Ist man nicht im Besitz einer solchen Waage, thut man gut, sich eine Normalflasche von genau bestimmtem Inhalt (gewöhnlich 100 g), wie solche in jeder beliebigen Handlung chemischer Apparate zu beziehen, anzuschaffen. In diesem Falle bedarf es nur einer einzigen Wägung auf einer guten Waage. Angenommen, die Flasche würde mit Schwefelsäure gefüllt und es zeigte sich, dass statt der 100 g Wasser 179 g Säure hineingehen, so wäre dies gleich einem spez. Gewicht von 1, 790 und der Beweis würde damit geführt sein, dass die Säure betreffs ihrer Stärke nicht den Anforderungen des deutschen Arzneibuches entspricht, welche ein spez. Gewicht von mindestens 1,836 verlangt.
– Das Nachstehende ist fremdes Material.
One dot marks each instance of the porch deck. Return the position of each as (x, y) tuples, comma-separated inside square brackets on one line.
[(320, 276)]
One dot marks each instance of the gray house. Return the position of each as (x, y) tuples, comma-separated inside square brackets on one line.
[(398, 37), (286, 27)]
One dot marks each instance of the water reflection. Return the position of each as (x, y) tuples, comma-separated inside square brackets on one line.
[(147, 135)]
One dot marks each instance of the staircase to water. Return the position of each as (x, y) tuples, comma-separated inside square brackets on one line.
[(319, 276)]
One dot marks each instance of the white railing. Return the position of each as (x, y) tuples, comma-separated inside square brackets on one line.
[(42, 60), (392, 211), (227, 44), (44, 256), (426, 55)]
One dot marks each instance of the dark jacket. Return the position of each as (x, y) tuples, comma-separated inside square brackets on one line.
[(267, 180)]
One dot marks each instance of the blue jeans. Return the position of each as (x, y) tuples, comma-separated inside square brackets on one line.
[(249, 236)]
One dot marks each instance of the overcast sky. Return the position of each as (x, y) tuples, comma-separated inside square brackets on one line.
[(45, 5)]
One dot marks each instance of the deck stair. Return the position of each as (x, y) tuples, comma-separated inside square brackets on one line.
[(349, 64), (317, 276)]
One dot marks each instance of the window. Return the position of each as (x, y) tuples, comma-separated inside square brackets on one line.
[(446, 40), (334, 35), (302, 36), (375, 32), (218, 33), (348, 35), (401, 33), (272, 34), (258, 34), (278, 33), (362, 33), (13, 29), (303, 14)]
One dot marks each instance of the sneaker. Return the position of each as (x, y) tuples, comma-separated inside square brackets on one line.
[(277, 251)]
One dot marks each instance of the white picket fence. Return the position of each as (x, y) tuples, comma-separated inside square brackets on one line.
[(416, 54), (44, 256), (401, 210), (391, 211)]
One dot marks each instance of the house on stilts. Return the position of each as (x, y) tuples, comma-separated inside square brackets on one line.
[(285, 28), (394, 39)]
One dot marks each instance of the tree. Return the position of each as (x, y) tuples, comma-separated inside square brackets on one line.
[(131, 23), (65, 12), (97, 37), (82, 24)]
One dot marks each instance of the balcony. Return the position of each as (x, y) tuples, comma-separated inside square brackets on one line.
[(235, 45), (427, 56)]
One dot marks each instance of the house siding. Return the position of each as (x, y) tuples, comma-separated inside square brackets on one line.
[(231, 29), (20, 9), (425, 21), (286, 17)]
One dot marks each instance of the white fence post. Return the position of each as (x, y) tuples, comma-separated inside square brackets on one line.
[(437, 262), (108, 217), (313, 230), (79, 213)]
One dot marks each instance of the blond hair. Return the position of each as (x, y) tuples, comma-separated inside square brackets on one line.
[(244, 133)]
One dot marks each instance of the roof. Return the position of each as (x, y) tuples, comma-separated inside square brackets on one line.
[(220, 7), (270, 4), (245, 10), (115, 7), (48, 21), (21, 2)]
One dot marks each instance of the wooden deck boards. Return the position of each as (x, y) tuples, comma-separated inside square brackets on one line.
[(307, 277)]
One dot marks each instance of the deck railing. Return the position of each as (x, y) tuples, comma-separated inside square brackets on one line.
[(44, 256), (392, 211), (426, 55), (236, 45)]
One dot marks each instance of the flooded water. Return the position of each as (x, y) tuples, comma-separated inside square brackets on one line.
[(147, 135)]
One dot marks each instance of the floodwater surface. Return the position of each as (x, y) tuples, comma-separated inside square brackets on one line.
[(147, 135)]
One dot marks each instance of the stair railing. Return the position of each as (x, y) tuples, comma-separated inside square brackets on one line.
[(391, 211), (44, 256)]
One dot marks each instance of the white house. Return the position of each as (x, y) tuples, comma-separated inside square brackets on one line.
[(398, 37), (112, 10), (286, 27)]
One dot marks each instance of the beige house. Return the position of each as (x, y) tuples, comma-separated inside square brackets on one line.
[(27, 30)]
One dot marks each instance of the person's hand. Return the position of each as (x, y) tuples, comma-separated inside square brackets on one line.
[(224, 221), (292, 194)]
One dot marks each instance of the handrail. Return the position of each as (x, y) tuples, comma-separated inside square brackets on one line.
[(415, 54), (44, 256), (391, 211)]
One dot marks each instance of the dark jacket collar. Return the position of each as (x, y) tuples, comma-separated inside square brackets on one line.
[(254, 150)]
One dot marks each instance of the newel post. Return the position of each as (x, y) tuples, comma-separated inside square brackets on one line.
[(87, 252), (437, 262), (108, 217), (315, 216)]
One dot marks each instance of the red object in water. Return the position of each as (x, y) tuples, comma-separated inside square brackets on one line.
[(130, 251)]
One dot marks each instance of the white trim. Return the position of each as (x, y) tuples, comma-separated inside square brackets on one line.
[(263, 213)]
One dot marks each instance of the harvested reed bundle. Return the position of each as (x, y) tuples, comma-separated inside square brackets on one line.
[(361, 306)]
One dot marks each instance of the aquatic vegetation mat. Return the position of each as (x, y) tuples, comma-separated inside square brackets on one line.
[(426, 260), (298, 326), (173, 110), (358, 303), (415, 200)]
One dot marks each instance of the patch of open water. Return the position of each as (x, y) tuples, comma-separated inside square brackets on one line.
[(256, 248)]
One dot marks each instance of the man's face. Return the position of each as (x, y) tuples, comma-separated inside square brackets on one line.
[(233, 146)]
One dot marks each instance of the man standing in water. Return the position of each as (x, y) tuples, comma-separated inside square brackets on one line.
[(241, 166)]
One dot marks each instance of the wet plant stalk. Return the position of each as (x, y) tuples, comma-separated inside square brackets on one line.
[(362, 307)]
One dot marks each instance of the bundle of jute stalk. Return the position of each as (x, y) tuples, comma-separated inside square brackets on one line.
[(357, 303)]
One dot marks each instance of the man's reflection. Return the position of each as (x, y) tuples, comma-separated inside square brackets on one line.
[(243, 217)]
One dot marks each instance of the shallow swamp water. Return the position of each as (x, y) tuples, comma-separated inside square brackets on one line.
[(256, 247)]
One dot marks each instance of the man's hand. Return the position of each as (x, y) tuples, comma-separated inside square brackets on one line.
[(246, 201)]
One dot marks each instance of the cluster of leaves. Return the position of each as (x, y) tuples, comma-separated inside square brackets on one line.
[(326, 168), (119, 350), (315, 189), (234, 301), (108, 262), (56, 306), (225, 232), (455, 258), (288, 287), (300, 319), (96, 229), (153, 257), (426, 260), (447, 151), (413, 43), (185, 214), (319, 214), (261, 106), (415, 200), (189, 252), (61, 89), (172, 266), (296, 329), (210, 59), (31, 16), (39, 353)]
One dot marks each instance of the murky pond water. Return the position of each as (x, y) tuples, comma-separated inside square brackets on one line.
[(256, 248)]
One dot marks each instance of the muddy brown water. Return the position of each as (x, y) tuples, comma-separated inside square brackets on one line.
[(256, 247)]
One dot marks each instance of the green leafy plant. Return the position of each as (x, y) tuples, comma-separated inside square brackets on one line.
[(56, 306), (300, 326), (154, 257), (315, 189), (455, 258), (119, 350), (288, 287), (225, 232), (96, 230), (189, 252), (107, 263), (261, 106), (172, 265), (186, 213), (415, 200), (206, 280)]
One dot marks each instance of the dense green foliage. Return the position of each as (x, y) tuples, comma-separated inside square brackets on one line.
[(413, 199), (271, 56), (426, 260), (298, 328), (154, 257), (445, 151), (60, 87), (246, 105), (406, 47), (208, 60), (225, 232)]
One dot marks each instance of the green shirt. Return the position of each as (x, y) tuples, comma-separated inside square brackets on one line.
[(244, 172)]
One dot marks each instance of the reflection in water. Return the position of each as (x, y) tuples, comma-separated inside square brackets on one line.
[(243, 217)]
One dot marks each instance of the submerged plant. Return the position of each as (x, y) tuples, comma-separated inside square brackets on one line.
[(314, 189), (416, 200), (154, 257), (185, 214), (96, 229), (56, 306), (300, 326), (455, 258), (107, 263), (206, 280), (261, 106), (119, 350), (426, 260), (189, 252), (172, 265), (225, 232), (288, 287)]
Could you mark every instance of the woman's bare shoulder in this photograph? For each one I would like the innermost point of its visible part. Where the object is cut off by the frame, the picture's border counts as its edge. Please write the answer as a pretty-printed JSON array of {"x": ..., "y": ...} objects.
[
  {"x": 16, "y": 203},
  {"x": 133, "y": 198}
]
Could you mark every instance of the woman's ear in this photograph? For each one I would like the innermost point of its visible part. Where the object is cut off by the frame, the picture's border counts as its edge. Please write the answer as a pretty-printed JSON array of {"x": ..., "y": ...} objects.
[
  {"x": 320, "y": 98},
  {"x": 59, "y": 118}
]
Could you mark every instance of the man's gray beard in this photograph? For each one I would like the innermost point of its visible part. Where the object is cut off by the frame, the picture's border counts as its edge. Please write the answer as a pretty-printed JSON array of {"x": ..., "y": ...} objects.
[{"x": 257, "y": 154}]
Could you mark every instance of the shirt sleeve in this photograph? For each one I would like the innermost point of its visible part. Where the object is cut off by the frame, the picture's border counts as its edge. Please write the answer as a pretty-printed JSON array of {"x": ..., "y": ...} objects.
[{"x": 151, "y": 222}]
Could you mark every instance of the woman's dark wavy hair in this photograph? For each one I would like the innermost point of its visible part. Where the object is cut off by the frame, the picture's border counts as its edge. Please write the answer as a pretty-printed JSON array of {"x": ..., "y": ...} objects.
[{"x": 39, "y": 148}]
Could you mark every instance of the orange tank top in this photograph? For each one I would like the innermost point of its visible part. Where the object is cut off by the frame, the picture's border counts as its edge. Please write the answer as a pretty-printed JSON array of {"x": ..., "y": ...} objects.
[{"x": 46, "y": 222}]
Hat man auch eine solche Normalflasche nicht zur Verfügung, so lässt sich jede beliebige Flasche mit gut eingeriebenem Stöpsel verwenden. In diesem Falle bedarf es dann zweier Wägungen und einer besonderen Berechnung. Zuerst füllt man die Flasche mit destillirtem Wasser gänzlich voll, verdrängt durch den eingesetzten Stöpsel den Ueberschuss, trocknet sie sorgfältig ab und wägt. Das Gewicht des Wassers beträgt z. B. nach Abzug der Tara 90 g; die Flasche wird nun entleert, die letzten Spuren des anhaftenden Wassers entfernt, am einfachsten durch Ausspülen mit der zu untersuchenden Flüssigkeit. Die Flasche wird mit letzterer, unter denselben Vorsichtsmassregeln wie oben, gefüllt und gewogen. Das Gewicht dieser Flüssigkeit beträgt 120 g.